Page MenuHomePhabricator

data-mw info is clobbered by template annotations
Open, MediumPublic

Description

When a node that would normally contain data-mw info is in first encapsulation position, we drop all that info in favour of the template info.

This is fine for serialization, since the template would take precedence, but other uses of the HTML may still have a need for it.

In particular, the media post-processing pass from T153080 wants to make use of options stored there,
https://gerrit.wikimedia.org/r/c/mediawiki/services/parsoid/+/463125/14/lib/wt2html/pp/processors/wrapTemplates.js

An earlier version of Cite extension touched on it as well,
https://gerrit.wikimedia.org/r/c/mediawiki/services/parsoid/+/436192/
but that was refactored out in,
https://github.com/wikimedia/parsoid/commit/d8cc76c56f150966359d303884c2b25cfde249b5

@ssastry asks,

So, the question is if we should unconditionally stop clobbering the previously existing data-mw info and provide access to it in the output HTML in some other systematic way.

Event Timeline

matmarex added a subscriber: matmarex.

This issue also limits the ability of VE to handle template-generated references, in particular being able to reuse them by name (since the name data is clobbered).
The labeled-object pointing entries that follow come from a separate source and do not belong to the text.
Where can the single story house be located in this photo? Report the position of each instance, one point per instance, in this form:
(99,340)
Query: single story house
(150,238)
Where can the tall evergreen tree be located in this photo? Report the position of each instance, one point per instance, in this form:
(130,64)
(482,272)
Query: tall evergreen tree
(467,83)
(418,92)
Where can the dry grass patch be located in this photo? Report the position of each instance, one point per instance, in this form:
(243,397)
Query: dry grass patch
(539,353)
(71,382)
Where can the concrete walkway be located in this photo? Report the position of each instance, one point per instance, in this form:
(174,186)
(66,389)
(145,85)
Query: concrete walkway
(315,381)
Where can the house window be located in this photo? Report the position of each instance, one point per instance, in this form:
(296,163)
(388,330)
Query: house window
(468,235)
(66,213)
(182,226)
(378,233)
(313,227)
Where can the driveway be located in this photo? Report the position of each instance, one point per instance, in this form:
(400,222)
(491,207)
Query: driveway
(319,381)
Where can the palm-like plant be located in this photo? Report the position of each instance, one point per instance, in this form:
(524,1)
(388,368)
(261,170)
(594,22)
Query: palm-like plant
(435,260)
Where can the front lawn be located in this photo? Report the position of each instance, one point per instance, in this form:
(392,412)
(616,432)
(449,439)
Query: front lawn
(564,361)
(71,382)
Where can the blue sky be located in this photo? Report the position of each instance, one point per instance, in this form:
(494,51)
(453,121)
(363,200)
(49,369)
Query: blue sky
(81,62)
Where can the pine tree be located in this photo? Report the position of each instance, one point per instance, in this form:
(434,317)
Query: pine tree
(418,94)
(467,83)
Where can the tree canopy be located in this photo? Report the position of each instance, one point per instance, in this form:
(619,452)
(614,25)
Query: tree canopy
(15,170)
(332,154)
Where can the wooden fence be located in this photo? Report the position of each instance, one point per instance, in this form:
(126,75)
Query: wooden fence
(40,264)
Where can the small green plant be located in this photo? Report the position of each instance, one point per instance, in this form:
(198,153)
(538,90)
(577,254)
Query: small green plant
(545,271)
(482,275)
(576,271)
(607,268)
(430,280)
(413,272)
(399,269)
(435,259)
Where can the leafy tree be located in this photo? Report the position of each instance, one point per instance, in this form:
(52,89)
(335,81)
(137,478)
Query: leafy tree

Related: https://gerrit.wikimedia.org/r/c/mediawiki/extensions/VisualEditor/+/463595

LGoto triaged this task as Medium priority.Apr 17 2020, 4:22 PM
LGoto moved this task from Backlog to Needs Investigation on the Parsoid board.

Seems like a "standard" way of combining data-mw (or data-parsoid) when there are multiple pieces on the same node would be useful.
Right now we just add keys together, but that only works as long as the keys don't conflict.
It might be better to switch to using a top-level array instead, which works even when the keys conflict.

typeof attributes can be added to the same attribute, separated by whitespace, and in fact the hasTypeOf machinery in DOMUtils takes special care to ensure that works. But it's quite possible we need to enforce use of an addTypeOf helper to keep us from clobbering the typeofs when we set them, which is probably your point...

I think conceptually, what data-mw represents is information about "content generators" (templates and extensions currently). Conceptually (ignoring the multi-part template mess for just a moment), generators are nested, i.e. a template can generate an extension can generate something else ... or an extension can generate a template can generate something else. So, what we need is a nesting representation, not an aggregation representation.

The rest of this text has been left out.